Compact
Memory ManagementThree-Layer Compression
Context will fill up; three-layer compression strategy enables infinite sessions
s01 > s02 > s03 > s04 > s05 > [ s06 ] | s07 > s08 > s09 > s10 > s11 > s12
"Context will fill up; you need a way to make room" -- three-layer compression strategy for infinite sessions.
Harness layer: Compression -- clean memory for infinite sessions.
Problem
The context window is finite.

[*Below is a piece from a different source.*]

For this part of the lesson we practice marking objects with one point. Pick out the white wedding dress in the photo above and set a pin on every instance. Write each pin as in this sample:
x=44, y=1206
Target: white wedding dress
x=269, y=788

A single read_file on a 1000-line file costs ~4000 tokens. After reading 30 files and running 20 bash commands, you hit 100,000+ tokens. The agent cannot work on large codebases without compression.
Solution
Three layers, increasing in aggressiveness:
Every turn:
+------------------+
| Tool call result |
+------------------+
|
v
[Layer 1: micro_compact] (silent, every turn)
Replace tool_result > 3 turns old
with "[Previous: used {tool_name}]"
|
v
[Check: tokens > 50000?]
| |
no yes
| |
v v
continue [Layer 2: auto_compact]
Save transcript to .transcripts/
LLM summarizes conversation.
Replace all messages with [summary].
|
v
[Layer 3: compact tool]
Model calls compact explicitly.
Same summarization as auto_compact.
How It Works
- Layer 1 -- micro_compact: Before each LLM call, replace old tool results with placeholders.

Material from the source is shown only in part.